As Republicans convened in the halls of the Hershey Lodge, others in Pennsylvania waited to see whether the meeting would affect their lives. The state's undocumented immigrant population stands at about 170,000, according to Pew Hispanic Center, and it's one of only seven states where the unauthorized immigrant population grew from 2009 to 2012.
In Lebanon, Pennsylvania, about 15 miles from the retreat, one of those undocumented immigrants, 48-year-old Guadalupe Barba, was working in a store. She said she came to the U.S. 12 years ago from Mexico with her husband and son looking "for a better life." They found it in Lebanon, where she said police and the city government treat immigrants well and she has been able to earn a master's degree and participate in advocacy for Dreamers.
Barba said her son is a legal permanent resident, and she will be eligible for Obama's new policy that gives work authorization to some parents of U.S. citizens and green card holders. She plans to apply when the process opens later this year. But her bigger concern is the Dreamers, and making sure protections for them continue, she said.
"It's not for me -- really, really really, my fight is for the Dreamers," Barba said. "They have potential here."
Pennsylvania is a state of two extremes on immigration. Philadelphia Mayor Michael Nutter signed an executive order last year limiting the city's cooperation with an Immigration and Customs Enforcement program that asks local police to hold individuals so they can be detained and, eventually, sometimes deported. On the other end of the spectrum, Hazleton, Pennsylvania, approved an ordinance in 2006 specifically aimed at driving out undocumented immigrants -- led by then-mayor Lou Barletta, who now represents the area in Congress.
Barletta remains one of the staunchest House opponents of so-called "amnesty." Other Republicans from Pennsylvania have proven more moderate. Pennsylvania GOP Reps. Charlie Dent, Patrick Meehan and Ryan Costello voted against the amendment to end DACA on Wednesday.
Dent said he opposed it because it would put people who already have DACA back at risk for deportation by making them unable to renew their permits.

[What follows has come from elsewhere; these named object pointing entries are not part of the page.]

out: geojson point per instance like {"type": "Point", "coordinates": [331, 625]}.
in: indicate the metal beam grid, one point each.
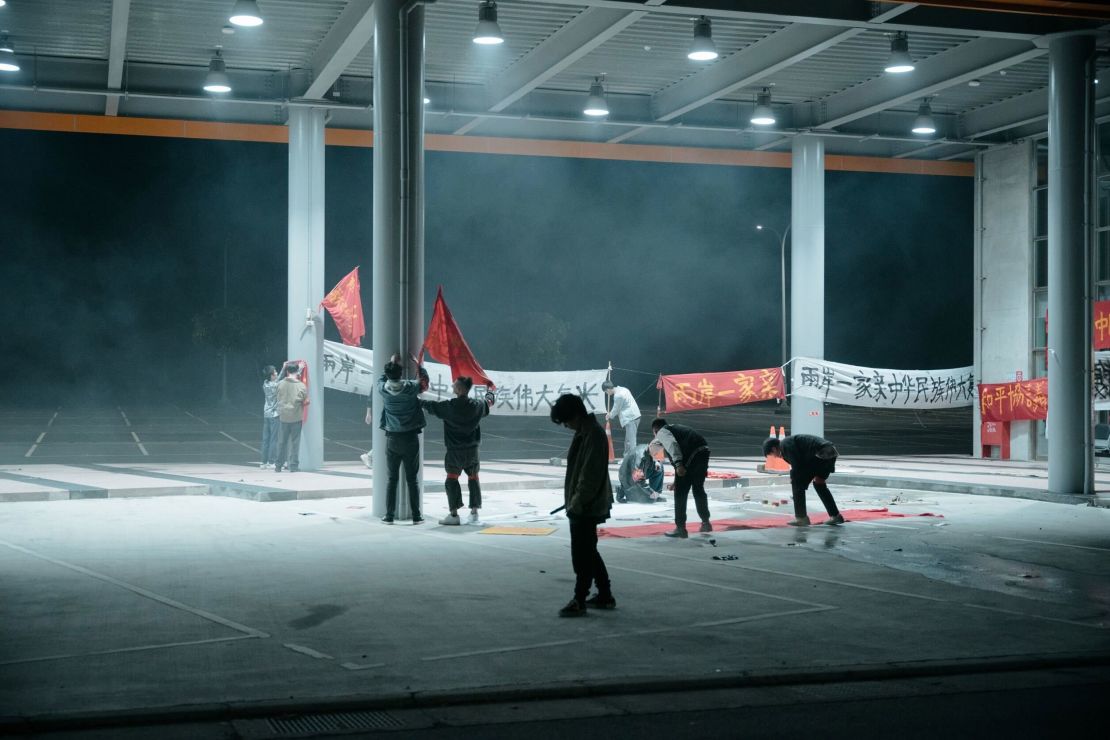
{"type": "Point", "coordinates": [847, 64]}
{"type": "Point", "coordinates": [631, 68]}
{"type": "Point", "coordinates": [175, 32]}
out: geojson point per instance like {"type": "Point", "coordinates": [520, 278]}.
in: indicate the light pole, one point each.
{"type": "Point", "coordinates": [781, 247]}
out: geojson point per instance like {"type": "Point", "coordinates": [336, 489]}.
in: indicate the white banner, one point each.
{"type": "Point", "coordinates": [518, 394]}
{"type": "Point", "coordinates": [880, 387]}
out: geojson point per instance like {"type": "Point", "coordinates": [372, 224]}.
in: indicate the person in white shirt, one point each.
{"type": "Point", "coordinates": [625, 412]}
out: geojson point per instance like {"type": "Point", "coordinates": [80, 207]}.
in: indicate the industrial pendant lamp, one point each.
{"type": "Point", "coordinates": [924, 122]}
{"type": "Point", "coordinates": [487, 32]}
{"type": "Point", "coordinates": [763, 114]}
{"type": "Point", "coordinates": [245, 12]}
{"type": "Point", "coordinates": [899, 61]}
{"type": "Point", "coordinates": [8, 62]}
{"type": "Point", "coordinates": [703, 49]}
{"type": "Point", "coordinates": [595, 102]}
{"type": "Point", "coordinates": [217, 80]}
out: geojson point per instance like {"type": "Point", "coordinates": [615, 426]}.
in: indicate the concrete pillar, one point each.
{"type": "Point", "coordinates": [807, 271]}
{"type": "Point", "coordinates": [397, 322]}
{"type": "Point", "coordinates": [1070, 127]}
{"type": "Point", "coordinates": [304, 327]}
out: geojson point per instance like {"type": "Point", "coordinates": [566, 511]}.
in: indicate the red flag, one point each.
{"type": "Point", "coordinates": [446, 344]}
{"type": "Point", "coordinates": [344, 304]}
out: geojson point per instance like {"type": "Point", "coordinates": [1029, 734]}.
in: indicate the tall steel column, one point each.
{"type": "Point", "coordinates": [399, 218]}
{"type": "Point", "coordinates": [304, 327]}
{"type": "Point", "coordinates": [1070, 128]}
{"type": "Point", "coordinates": [807, 272]}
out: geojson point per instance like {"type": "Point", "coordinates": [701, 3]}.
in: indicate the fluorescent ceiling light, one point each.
{"type": "Point", "coordinates": [245, 12]}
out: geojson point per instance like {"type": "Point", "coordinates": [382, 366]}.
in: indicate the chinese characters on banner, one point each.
{"type": "Point", "coordinates": [1013, 402]}
{"type": "Point", "coordinates": [518, 394]}
{"type": "Point", "coordinates": [709, 389]}
{"type": "Point", "coordinates": [881, 387]}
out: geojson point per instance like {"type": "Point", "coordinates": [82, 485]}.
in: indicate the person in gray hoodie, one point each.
{"type": "Point", "coordinates": [462, 436]}
{"type": "Point", "coordinates": [403, 421]}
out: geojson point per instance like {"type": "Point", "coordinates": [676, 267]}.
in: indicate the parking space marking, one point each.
{"type": "Point", "coordinates": [1042, 541]}
{"type": "Point", "coordinates": [240, 442]}
{"type": "Point", "coordinates": [139, 590]}
{"type": "Point", "coordinates": [140, 648]}
{"type": "Point", "coordinates": [138, 442]}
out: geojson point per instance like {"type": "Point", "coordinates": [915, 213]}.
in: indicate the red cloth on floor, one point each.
{"type": "Point", "coordinates": [755, 523]}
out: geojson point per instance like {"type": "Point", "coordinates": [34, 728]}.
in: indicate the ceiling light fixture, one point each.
{"type": "Point", "coordinates": [217, 80]}
{"type": "Point", "coordinates": [703, 49]}
{"type": "Point", "coordinates": [900, 61]}
{"type": "Point", "coordinates": [763, 114]}
{"type": "Point", "coordinates": [924, 122]}
{"type": "Point", "coordinates": [595, 103]}
{"type": "Point", "coordinates": [8, 62]}
{"type": "Point", "coordinates": [487, 32]}
{"type": "Point", "coordinates": [245, 12]}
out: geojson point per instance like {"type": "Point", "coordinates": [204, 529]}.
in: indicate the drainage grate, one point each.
{"type": "Point", "coordinates": [359, 720]}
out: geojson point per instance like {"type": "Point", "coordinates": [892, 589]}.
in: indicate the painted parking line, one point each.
{"type": "Point", "coordinates": [141, 648]}
{"type": "Point", "coordinates": [138, 442]}
{"type": "Point", "coordinates": [239, 442]}
{"type": "Point", "coordinates": [37, 443]}
{"type": "Point", "coordinates": [203, 614]}
{"type": "Point", "coordinates": [1042, 541]}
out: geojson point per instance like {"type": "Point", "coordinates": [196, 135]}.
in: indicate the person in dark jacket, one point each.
{"type": "Point", "coordinates": [813, 459]}
{"type": "Point", "coordinates": [689, 453]}
{"type": "Point", "coordinates": [641, 476]}
{"type": "Point", "coordinates": [588, 497]}
{"type": "Point", "coordinates": [403, 421]}
{"type": "Point", "coordinates": [462, 436]}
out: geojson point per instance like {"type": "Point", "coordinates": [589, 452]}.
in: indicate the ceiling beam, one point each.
{"type": "Point", "coordinates": [344, 41]}
{"type": "Point", "coordinates": [952, 67]}
{"type": "Point", "coordinates": [584, 33]}
{"type": "Point", "coordinates": [117, 52]}
{"type": "Point", "coordinates": [857, 13]}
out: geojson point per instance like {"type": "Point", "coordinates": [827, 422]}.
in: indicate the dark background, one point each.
{"type": "Point", "coordinates": [112, 247]}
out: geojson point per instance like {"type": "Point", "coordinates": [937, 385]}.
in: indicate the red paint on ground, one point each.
{"type": "Point", "coordinates": [755, 523]}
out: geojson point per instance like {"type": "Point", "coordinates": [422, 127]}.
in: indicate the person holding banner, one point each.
{"type": "Point", "coordinates": [462, 436]}
{"type": "Point", "coordinates": [624, 411]}
{"type": "Point", "coordinates": [689, 453]}
{"type": "Point", "coordinates": [403, 421]}
{"type": "Point", "coordinates": [587, 497]}
{"type": "Point", "coordinates": [813, 459]}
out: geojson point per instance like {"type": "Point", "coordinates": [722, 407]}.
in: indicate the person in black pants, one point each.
{"type": "Point", "coordinates": [813, 459]}
{"type": "Point", "coordinates": [588, 498]}
{"type": "Point", "coordinates": [689, 453]}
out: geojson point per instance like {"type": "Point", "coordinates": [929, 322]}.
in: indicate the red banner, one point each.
{"type": "Point", "coordinates": [1013, 402]}
{"type": "Point", "coordinates": [710, 389]}
{"type": "Point", "coordinates": [1101, 326]}
{"type": "Point", "coordinates": [344, 304]}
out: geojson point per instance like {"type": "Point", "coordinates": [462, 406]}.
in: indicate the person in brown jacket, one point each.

He said he wants Congress to address undocumented young people who came to the U.S. years ago, and thinks that even some GOP members who supported ending DACA would agree to, what he called, a "repeal and replace" plan.

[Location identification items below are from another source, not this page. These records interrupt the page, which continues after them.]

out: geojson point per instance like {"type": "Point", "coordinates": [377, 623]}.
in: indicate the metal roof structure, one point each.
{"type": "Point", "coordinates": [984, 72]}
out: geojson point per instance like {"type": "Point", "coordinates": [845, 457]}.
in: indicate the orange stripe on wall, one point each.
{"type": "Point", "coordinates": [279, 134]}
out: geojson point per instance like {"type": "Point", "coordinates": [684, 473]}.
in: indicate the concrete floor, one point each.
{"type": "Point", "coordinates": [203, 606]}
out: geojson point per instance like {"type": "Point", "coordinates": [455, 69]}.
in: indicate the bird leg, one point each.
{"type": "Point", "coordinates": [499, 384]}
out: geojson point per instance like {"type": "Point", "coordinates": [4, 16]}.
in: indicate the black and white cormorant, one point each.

"Those children are going to have to be dealt with responsibly and humanely," Dent said. "It's not likely that they're going to be deported, so we should address it legislatively, rather than let the president try to set the agenda."
Dreamers like Gonzalez, who is a youth leader for the Pennsylvania Immigration and Citizenship Coalition, will be pushing for reform, too. He said that if DACA ends, he would likely have to quit school, but he would ramp up his advocacy efforts. If he could tell Republicans in Hershey one thing, he said, "I would certainly tell them we're not going to give up."